A number of NVMe-oF products have been announced using RoCE, and have gained a following with those shops more comfortable with an ethernet-based fabric. Like FC, the queuing methodology for RoCE maps very well to NVMe, enabling minimal protocol translation as data makes it way from the network to the SSD. However, while ethernet is well known, implementation of a lossless fabric using ethernet requires turning on Data Center Bridging (DCB) protocols to handle congestion and flow control. This adds another interoperability vector, and complexity in order to tune the protocols properly to get the most out of the network with a given workload. So, for applications where latency is the primary consideration, RoCE makes sense. Of course, every hop in a network adds latency, therefore some vendors are targeting RoCE as an NVMe-oF solution for single rack applications, and looking at TCP as a solution for aisle scale or datacenter scale applications.
The most recent addition, ratified in December 2018, of the NVMe-oF transport family is TCP, or NVMe/TCP. TCP has a few key advantages. First, TCP is a well-known protocol. Network engineers understand its behavior very well, and know how to use it. From that perspective, the ‘learning curve’ of enabling NVMe/TCP in the datacenter is shorter and smoother.
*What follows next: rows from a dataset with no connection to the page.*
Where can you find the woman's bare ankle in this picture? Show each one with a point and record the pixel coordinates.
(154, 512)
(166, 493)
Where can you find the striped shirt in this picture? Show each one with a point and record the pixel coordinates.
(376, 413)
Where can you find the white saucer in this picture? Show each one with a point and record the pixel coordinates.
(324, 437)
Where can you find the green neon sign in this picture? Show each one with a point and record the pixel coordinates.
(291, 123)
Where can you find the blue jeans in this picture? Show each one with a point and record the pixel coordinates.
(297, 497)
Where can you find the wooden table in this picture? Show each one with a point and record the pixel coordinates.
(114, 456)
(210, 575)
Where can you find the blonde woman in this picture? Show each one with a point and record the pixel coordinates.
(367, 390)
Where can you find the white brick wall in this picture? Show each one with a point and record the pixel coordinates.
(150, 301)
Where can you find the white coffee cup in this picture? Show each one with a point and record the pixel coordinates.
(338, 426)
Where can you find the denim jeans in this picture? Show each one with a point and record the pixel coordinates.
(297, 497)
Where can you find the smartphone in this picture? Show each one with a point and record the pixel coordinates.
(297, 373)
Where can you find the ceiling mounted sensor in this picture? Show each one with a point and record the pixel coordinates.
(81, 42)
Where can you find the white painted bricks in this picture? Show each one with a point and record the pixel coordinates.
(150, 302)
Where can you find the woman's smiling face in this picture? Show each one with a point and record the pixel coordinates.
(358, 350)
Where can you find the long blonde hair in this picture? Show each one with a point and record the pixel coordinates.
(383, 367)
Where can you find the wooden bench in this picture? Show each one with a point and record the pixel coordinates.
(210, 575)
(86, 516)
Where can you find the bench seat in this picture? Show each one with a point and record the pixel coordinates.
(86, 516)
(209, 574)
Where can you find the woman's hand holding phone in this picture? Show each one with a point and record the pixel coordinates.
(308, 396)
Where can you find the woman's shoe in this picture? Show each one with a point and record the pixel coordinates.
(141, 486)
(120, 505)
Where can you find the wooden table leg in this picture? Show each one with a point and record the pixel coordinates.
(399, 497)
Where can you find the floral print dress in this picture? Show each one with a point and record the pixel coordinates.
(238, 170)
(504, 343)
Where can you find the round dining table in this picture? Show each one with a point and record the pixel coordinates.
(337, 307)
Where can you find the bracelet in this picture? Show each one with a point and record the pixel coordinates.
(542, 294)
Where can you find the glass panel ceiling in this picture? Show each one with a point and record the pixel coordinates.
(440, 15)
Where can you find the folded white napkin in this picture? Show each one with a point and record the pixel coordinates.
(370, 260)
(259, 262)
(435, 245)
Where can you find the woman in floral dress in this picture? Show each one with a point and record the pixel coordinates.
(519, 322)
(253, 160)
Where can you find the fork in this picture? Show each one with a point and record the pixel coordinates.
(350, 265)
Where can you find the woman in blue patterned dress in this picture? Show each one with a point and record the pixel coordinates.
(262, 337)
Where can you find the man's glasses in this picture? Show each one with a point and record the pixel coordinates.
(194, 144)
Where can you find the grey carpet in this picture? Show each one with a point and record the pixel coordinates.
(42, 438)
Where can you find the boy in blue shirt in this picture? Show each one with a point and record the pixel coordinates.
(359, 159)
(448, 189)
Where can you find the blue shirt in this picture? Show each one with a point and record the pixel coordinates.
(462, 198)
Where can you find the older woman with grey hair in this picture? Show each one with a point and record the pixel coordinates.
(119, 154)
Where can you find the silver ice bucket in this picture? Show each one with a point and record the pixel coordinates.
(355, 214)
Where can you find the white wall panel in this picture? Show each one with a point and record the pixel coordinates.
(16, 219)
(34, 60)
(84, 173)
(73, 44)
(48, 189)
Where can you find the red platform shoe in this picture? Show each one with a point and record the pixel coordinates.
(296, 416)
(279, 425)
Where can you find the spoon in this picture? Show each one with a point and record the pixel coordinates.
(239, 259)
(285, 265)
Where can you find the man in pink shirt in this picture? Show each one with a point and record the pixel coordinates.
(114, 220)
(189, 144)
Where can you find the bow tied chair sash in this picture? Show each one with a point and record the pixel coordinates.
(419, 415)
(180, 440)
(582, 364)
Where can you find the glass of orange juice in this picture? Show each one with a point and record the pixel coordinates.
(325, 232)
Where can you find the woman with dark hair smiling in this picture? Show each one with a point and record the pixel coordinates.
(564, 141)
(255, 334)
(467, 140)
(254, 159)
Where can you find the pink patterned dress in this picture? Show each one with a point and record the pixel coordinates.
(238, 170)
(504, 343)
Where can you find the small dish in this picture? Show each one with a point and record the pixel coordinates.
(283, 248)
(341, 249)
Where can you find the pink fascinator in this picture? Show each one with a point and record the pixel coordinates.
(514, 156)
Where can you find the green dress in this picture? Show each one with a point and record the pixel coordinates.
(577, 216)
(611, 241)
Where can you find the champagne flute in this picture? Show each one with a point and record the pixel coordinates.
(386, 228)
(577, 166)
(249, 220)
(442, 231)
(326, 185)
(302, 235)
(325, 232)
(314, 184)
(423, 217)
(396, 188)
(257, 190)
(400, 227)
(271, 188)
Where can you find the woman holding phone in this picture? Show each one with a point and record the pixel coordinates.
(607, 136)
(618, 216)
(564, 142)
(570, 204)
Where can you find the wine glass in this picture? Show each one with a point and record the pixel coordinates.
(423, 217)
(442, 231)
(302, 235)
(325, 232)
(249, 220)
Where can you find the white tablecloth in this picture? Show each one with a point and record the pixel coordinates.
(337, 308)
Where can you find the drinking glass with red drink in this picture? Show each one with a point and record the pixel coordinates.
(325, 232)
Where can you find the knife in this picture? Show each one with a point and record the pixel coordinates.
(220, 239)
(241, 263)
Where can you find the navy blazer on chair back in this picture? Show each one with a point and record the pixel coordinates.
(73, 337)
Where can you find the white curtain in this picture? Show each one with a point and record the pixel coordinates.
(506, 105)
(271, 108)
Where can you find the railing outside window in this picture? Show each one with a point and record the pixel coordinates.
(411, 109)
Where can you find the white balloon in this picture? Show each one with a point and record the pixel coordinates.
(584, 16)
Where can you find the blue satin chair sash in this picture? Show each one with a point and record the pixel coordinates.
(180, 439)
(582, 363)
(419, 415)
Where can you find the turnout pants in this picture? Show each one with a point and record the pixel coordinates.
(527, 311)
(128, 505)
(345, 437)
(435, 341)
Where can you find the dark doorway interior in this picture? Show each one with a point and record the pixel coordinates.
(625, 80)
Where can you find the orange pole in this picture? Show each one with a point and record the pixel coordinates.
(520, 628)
Next, similar to FC, TCP takes advantage of the queueing characteristics of NVMe. Each TCP connection is mapped to an NVMe queue. Thus, again, admin and I/O commands can be given separate queues so as to not block one another. Multithreaded applications can leverage multiple CPU cores, with each core having its own queue to access storage. This simplicity in mapping in the transition from the network to within the storage array keeps latency relatively low.
Further, TCP can be run on simple switches without the extended capabilities of RoCE capable switch, which generally speaking, can add cost to a switch, but do offer performance enhancements.
Relative to RoCE, comparisons show that TCP does take a latency hit of several microseconds. However, it’s important to remember that not all workloads will be sensitive to that difference.
The applications needing the absolute highest performance, where cost is a secondary consideration relative to performance, may likely be better served by RoCE. Again, the IT team needs to understand their workload, and make an informed assessment of their needs.
NVMe-oF is very compelling for many storage-use cases, but the exact flavor of NVMe-oF used will depend on existing infrastructure, and whether the absolute lowest latency is really needed.
FC-NVMe allows existing FC users to continue to use FC infrastructure, while getting the benefits of low latency streamlined access to flash. RoCE allows using ethernet networks, which are well known, lower latency than TCP, at a cost and complexity premium relative to TCP. In greenfield applications, TCP is quite attractive, for a lower cost point with a marginal latency sacrifice relative to RoCE. Managing congestion on the TCP network can go a long way to ensuring a high-performing fabric. EE
David Woolf is senior engineer, datacenter technologies at the University of New Hampshire InterOperability Laboratory (UNH-IOL).